The impression that the field was dichotomized into research and practical application was shared and lamented by many members of both organizations. At a symposium at the APM annual meeting in Tucson, AZ in 2006, it was remarked that practitioners of “…psychosomatic medicine may well be lost in thought while…C-L psychiatrists are lost in action.”

I think it is ironic how organizations that are both devoted to teaching physicians and patients how to think both/and instead of either/or about medical and psychiatric problems could have become so dichotomized themselves.

My motive for writing this book makes me think of a few quotations about psychiatry in general hospitals:

“Relegating this work entirely to specialists is futile for it is doubtful whether there will ever be a sufficient number of psychiatrists to respond to all the requests for consultations. There is, therefore, no alternative to educating other physicians in the elements of psychiatric methods.”

“All staff conferences in general hospitals should be attended by the psychiatrist so that there might be a mutual exchange of medical experience and frank discussion of those cases in which there are psychiatric problems.”

“The time should not be too long delayed when psychiatrists are required on all our medical and surgical wards and in all our general and surgical clinics.”

The first two quotes, however modern they might sound, are actually from 1929 in one of the first papers ever written about Consultation Psychiatry (now Psychosomatic Medicine), authored by George W. Henry, A.B., M.D. The third is from the mid-1930s by Helen Flanders Dunbar, M.D., in an article about the substantial role psychological factors play in the etiology and course of cardiovascular diseases, diabetes, and fractures in 600 patients. Although few hospital organizations actually practice what these physicians recommended, the recurring theme seems to be the need to improve outcomes and processes in health care by integrating medical and psychiatric delivery care systems. Further, Dr. Roger Kathol has written persuasively of the need for a sea change in the way our health care delivery and insurance systems operate so as to improve the quality of health care in this country so that it compares well with that of other nations (2).

This book is not a textbook. It is not a source for definitive, comprehensive lists of references about all the latest research. It is not a thousand pages long and does not weigh seven pounds. It is a modest contribution to the principle of both/and thinking about psyche and soma; consultants and researchers; — gunslingers and chess masters.

In this field there are chess masters and gunslingers. We need both. You need to be a gunslinger to react quickly and effectively on the wards and in the emergency room during crises. You also need to be a chess master after the smoke has cleared, to reflect on what you did, how you did it—and analyze why you did it and whether that was in accord with the best medical evidence.
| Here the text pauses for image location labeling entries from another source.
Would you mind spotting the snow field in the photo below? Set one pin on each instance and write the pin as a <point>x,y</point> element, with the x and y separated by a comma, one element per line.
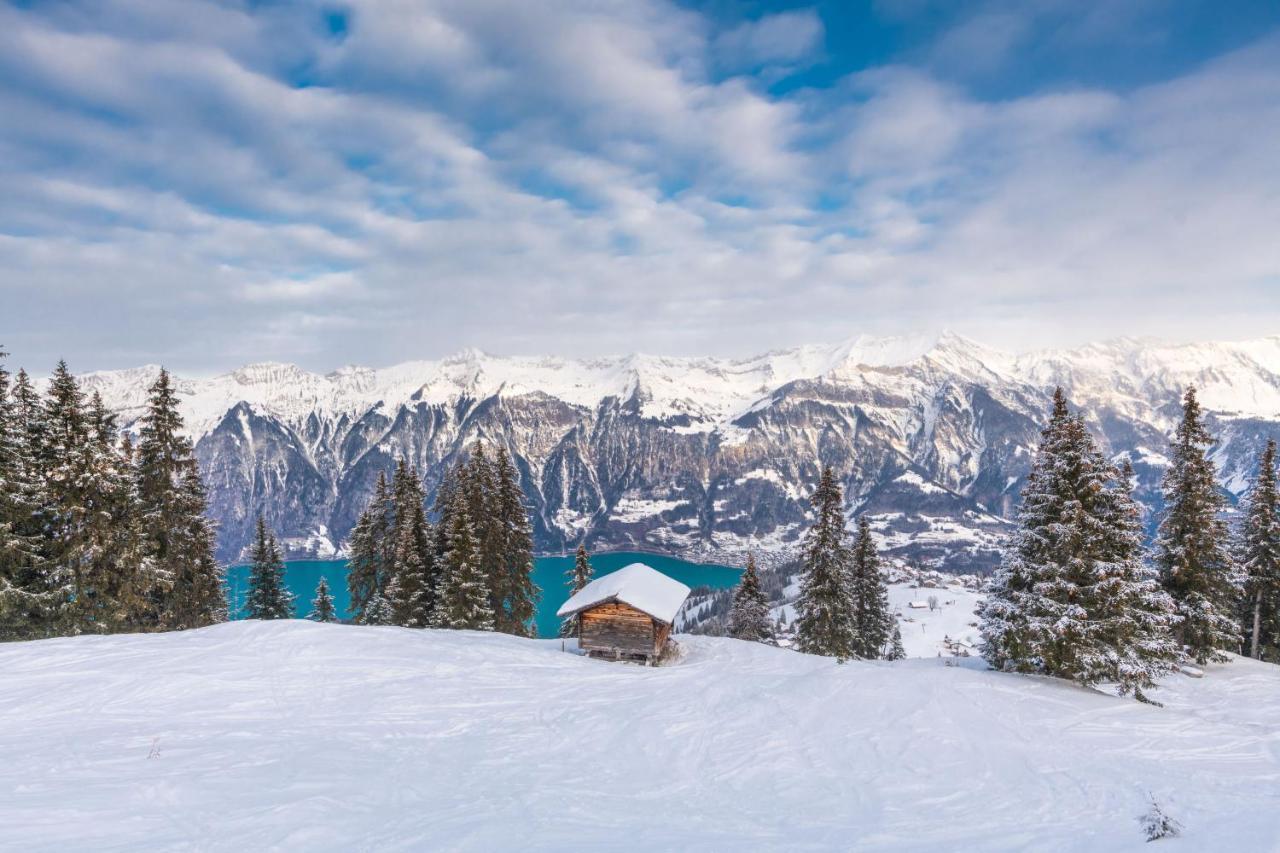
<point>295,735</point>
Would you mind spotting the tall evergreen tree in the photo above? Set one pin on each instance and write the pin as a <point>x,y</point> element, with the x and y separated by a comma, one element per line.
<point>749,614</point>
<point>268,594</point>
<point>464,596</point>
<point>1192,553</point>
<point>368,569</point>
<point>1260,560</point>
<point>579,575</point>
<point>378,611</point>
<point>115,573</point>
<point>26,594</point>
<point>1072,597</point>
<point>63,461</point>
<point>520,594</point>
<point>826,621</point>
<point>177,536</point>
<point>896,652</point>
<point>1015,612</point>
<point>872,616</point>
<point>321,606</point>
<point>411,587</point>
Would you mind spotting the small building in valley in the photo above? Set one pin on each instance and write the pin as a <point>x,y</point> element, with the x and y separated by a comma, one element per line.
<point>627,614</point>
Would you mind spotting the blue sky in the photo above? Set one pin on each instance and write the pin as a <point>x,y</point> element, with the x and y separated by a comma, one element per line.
<point>213,183</point>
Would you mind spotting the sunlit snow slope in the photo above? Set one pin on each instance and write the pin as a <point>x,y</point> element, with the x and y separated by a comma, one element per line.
<point>293,735</point>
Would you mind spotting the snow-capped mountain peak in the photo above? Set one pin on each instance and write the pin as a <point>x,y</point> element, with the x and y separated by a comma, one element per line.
<point>931,433</point>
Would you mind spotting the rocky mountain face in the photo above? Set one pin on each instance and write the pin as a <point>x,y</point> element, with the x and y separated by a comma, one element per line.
<point>707,457</point>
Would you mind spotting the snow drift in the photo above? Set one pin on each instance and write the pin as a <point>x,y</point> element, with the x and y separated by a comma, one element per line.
<point>295,735</point>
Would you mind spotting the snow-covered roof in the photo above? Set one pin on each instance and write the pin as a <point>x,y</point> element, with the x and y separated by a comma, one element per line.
<point>638,585</point>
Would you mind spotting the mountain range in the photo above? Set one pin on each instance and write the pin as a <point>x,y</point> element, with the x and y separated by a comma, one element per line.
<point>709,457</point>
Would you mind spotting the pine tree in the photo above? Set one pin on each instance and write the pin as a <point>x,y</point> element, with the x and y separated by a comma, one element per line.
<point>872,616</point>
<point>268,594</point>
<point>177,536</point>
<point>1073,598</point>
<point>1260,560</point>
<point>378,611</point>
<point>464,596</point>
<point>321,606</point>
<point>826,621</point>
<point>1015,614</point>
<point>579,575</point>
<point>895,647</point>
<point>520,594</point>
<point>117,575</point>
<point>26,596</point>
<point>63,461</point>
<point>368,569</point>
<point>410,592</point>
<point>1192,546</point>
<point>749,614</point>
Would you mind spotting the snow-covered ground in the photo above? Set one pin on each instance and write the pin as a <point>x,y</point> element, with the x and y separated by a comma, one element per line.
<point>295,735</point>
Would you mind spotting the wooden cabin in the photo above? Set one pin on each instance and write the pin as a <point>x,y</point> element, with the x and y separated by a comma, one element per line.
<point>627,614</point>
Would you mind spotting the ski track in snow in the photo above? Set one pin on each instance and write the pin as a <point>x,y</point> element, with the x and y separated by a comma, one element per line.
<point>295,735</point>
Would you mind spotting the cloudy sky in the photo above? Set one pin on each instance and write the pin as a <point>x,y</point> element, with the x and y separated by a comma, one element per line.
<point>371,181</point>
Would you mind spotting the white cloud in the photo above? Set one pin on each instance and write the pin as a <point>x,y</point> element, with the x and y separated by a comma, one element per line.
<point>579,178</point>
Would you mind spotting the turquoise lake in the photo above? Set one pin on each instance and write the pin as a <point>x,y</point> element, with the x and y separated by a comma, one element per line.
<point>302,576</point>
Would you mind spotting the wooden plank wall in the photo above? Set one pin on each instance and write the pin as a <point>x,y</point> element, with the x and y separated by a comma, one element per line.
<point>617,626</point>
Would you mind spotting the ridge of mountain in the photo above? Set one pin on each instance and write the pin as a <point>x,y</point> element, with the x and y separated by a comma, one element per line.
<point>705,456</point>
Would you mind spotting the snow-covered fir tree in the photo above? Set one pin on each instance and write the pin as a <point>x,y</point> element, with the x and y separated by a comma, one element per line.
<point>117,574</point>
<point>63,461</point>
<point>1196,566</point>
<point>27,594</point>
<point>172,503</point>
<point>488,486</point>
<point>579,575</point>
<point>520,594</point>
<point>1260,559</point>
<point>872,616</point>
<point>321,606</point>
<point>268,594</point>
<point>462,600</point>
<point>369,566</point>
<point>824,615</point>
<point>378,611</point>
<point>896,652</point>
<point>1072,597</point>
<point>749,614</point>
<point>411,587</point>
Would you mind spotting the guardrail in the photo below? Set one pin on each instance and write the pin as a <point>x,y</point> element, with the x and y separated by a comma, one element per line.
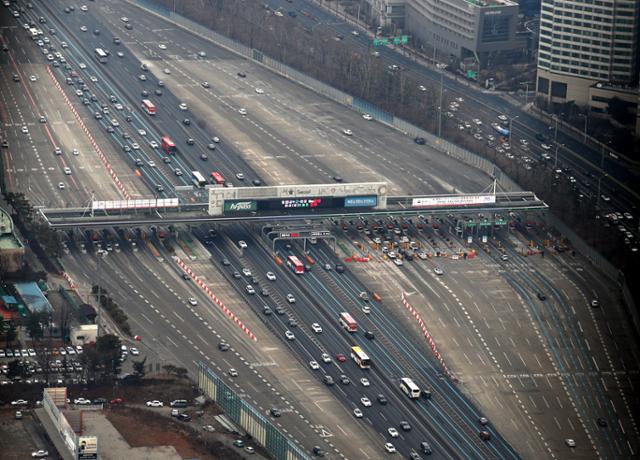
<point>249,418</point>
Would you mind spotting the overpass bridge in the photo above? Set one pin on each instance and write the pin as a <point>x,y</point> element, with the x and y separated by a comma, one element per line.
<point>306,203</point>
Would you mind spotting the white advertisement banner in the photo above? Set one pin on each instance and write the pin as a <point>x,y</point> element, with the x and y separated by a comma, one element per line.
<point>458,200</point>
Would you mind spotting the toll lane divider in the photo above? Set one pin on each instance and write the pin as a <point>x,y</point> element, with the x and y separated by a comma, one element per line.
<point>94,144</point>
<point>432,343</point>
<point>215,299</point>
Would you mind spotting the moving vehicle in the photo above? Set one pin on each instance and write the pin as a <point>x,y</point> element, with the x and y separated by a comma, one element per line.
<point>217,178</point>
<point>168,146</point>
<point>198,179</point>
<point>360,357</point>
<point>409,387</point>
<point>347,322</point>
<point>149,107</point>
<point>294,263</point>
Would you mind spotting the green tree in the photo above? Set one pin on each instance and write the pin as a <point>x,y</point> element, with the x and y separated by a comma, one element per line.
<point>34,325</point>
<point>10,334</point>
<point>139,368</point>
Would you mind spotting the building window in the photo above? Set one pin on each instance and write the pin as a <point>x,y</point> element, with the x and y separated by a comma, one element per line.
<point>558,89</point>
<point>495,29</point>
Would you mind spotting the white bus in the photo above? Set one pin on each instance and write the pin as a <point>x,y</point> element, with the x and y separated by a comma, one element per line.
<point>101,55</point>
<point>198,179</point>
<point>410,388</point>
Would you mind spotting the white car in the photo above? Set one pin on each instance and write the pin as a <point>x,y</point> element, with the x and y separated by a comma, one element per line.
<point>389,447</point>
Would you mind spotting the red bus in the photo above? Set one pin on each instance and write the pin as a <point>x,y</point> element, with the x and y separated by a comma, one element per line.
<point>148,107</point>
<point>168,146</point>
<point>347,321</point>
<point>294,263</point>
<point>217,178</point>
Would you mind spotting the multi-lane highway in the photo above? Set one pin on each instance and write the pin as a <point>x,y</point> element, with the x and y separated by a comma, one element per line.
<point>530,351</point>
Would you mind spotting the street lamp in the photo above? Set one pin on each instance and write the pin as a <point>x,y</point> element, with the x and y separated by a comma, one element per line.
<point>441,68</point>
<point>555,164</point>
<point>101,253</point>
<point>511,126</point>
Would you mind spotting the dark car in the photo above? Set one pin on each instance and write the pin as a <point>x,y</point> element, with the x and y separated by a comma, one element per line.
<point>425,448</point>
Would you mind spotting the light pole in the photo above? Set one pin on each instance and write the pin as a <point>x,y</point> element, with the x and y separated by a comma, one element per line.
<point>101,255</point>
<point>511,127</point>
<point>440,67</point>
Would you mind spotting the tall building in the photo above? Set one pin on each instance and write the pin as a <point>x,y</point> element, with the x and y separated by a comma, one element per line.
<point>588,48</point>
<point>461,29</point>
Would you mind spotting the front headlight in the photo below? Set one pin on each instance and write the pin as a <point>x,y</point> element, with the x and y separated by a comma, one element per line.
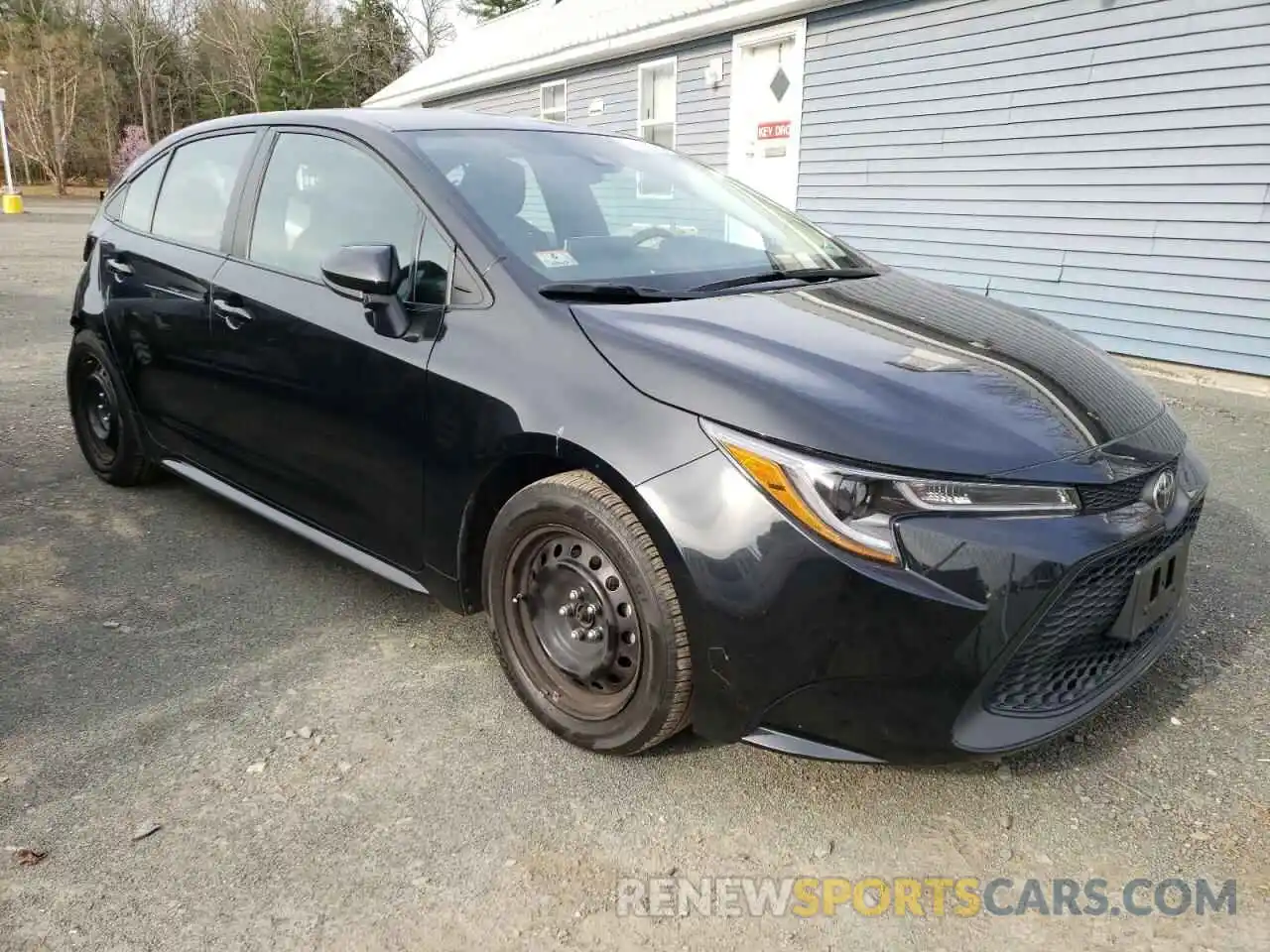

This book is for the gunslinger who relies on the chess master. This book is also for the chess master—who needs to be a gunslinger.

“Strategy without tactics is the slowest route to victory. Tactics without strategy is the noise before defeat”—Sun Tzu.”

References:

1.        Kathol, R.G., and Gatteau, S. 2007. Healing body and mind: a critical issue for health care reform. Westport, CT: Praeger Publishers. 190 pp.

2.        Kornfeld, D., and Wharton, R. 2005. The American Psychiatric Publishing Textbook of Psychosomatic Medicine. Psychosomatics 46:95-103.